I was at school studying illustration but most of my spare time was spent studying the L.A. auto scene. “Mirage on Sunset” shows Pete and “El Mirage” outside of Ernie McAfee’s shop on Sunset Boulevard in 1955.

“Hollywood Speedster”

What do you get when you combine the eccentric car enthusiast Tommy Lee with the car building skills of Frank Kurtis and a one-of-a-kind 318 cubic inch Offenhauser racing engine? You get the Lee/Kurtis Boattail Speedster, of course.

Tommy Lee was the son of Don Lee, Cadillac distributor for most of California and early radio and TV entrepreneur. Frank Kurtis, later known for his Indy winning Kurtis Kraft race cars, ran Lee’s custom body works division of the Cadillac empire.

Tommy had a mouthwatering stable of high performance European sports cars. He wanted a unique car, though, to compete with the L.A. hotrods he was street racing.

Frank Kurtis built the great looking speedster body utilizing reworked Cord fenders and mounted this on a 1936 Ford chassis. Tommy persuaded Offenhauser to build the 318 engine and the car was complete. The results were mixed; the car looked quite stunning with its hand formed boattail body, but the racing engine ran rough and was hardly suited for street use.

The car was set aside and went into decline over the years but was found, lovingly restored, and is now enjoyed again by all who see it.


“What If”

Overton “Bunny” Phillips was the undisputed Bugatti guru of the West Coast. In the late 1930s, he acquired the overhead cam V8 engine from one of Harry Miller’s two four-wheel-drive racers. Phillips shoehorned the engine into his 1927 Type 35 Bugatti and went racing. He kept the original Bugatti body from cowl to tail and had a new enveloping nose and hood fabricated.

What if Harry Miller, Bunny Phillips and Ettore Bugatti had been together on a sunny L.A. day in front of Phillips’ shop? Harry Miller checks out the engine installation as Bugatti makes a point with Phillips. What an interesting discussion it might have been.

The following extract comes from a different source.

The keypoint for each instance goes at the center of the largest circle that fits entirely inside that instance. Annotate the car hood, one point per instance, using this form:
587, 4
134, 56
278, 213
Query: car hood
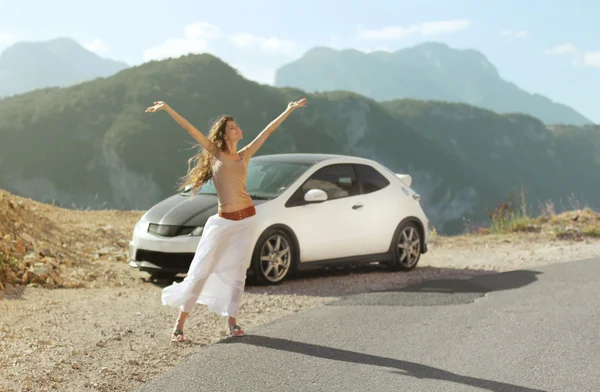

I had been wanting to do a picture like this for some time but did not have a good reference picture of the new front end. After digging trough a thick file folder of Bugatti articles and pictures I had filed over the years, I found what I needed. The pretty much straight on view revealed the Bugatti frame irons and crossbar through the grille. With this information, I was able to proceed with the illustration you see here.


“Arriving in Style”

The car is the Mercedes 540K Special Coupe from the 1936 Paris auto show. The setting is the famous Chasen’s restaurant in Hollywood.

What do we mean, “Arriving in Style?” One of Webster’s definitions of style reads, “A mode of living, as with respect to expense or display: elegant or fashionable mode of living.”

In this picture, I wanted to show not just a beautiful car, but a way of living during the time it was built. In our fast-paced modern world of high-tech gadgets, we seem to have lost a sense of elegance and style.

So, step back into a time when gentlemen and ladies dressed “to the nines” for an evening on the town. Automobiles were more than appliances to get from point A to point B. There were glamorous destinations to arrive at and depart from.

The gentleman waits as his lady friend sweeps from the Mercedes coupe to truly arrive in style.